The relationship between obsessive-compulsive disorder (OCD) and personality traits and characteristics has been of great interest to psychiatrists and researchers. Psychoanalysts have long believed that obsessive-compulsive personality traits (e.g. rigidity, over-conscientiousness, resistance to change) stemmed from a fixation at the anal stage of character development and were the precursor to OCD. Research tended to support this view, as early studies showed these traits to be common in patients with OCD and in their first-degree relatives. However, more recent work using standardized assessments has shown that while 33% to 88% of patients with OCD meet criteria for a personality disorder (most commonly from cluster C), and many patients have obsessive-compulsive personality traits, only a few actually meet criteria for obsessive-compulsive personality disorder. Recent work has also shown that OCD patients with a personality disorder are more symptomatic than patients without a personality disorder, and are also more likely to respond poorly to medication, especially those with cluster A disorders (e.g. schizotypal, paranoid personality).

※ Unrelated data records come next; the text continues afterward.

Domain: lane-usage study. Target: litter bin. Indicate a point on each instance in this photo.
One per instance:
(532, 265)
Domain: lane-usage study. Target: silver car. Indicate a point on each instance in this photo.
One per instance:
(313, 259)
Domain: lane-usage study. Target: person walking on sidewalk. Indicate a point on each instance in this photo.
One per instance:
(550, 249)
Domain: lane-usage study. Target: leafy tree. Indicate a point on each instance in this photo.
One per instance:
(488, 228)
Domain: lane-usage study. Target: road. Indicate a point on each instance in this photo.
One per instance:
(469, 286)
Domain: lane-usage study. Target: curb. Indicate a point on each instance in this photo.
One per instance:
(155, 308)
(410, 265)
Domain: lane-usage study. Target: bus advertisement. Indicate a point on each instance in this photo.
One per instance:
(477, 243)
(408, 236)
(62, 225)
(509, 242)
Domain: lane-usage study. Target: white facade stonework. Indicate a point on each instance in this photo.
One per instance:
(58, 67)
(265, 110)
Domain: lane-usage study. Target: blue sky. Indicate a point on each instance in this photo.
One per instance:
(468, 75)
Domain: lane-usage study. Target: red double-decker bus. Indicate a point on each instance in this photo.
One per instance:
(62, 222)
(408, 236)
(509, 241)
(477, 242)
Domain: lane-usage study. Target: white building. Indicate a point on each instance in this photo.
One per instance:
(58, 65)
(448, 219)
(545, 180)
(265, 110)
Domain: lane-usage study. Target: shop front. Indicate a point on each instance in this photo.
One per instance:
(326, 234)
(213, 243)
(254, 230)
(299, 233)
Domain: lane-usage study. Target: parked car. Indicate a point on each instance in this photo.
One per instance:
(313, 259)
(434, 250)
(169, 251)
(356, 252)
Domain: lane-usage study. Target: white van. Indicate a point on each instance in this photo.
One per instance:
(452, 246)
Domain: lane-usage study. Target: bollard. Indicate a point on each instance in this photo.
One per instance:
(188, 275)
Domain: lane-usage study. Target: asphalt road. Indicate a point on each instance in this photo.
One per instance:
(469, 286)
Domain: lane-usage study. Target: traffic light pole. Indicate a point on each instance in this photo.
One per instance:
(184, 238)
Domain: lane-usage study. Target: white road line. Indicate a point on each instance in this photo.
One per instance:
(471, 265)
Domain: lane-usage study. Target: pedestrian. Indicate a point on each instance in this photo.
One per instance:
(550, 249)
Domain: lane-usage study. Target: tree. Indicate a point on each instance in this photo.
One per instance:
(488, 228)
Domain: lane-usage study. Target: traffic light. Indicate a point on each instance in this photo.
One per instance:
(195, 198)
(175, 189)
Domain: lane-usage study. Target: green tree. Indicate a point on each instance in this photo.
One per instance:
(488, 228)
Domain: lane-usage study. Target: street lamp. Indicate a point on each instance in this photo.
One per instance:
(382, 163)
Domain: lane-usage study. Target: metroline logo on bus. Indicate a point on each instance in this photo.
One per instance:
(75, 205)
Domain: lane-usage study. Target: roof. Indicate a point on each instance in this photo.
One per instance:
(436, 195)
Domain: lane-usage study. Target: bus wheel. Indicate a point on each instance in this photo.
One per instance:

Schizotypal personality specifically may predict response to augmentation of an anti-obsessional agent with an antipsychotic. Interestingly, many abnormal personality traits tend to improve once the patient with OCD has been successfully treated. The relationship between OCD and personality disorder continues to be debated. Some of the remaining issues include determining the true prevalence of personality disorder in unselected samples of OCD patients; determining whether personality disorder is independent and largely unrelated to OCD or develops as a consequence of having OCD; learning how personality disorders interfere with treatment response; and, finally, what happens to personality disorders in OCD patients over time. Long-term follow-up studies will be needed to help clarify these issues.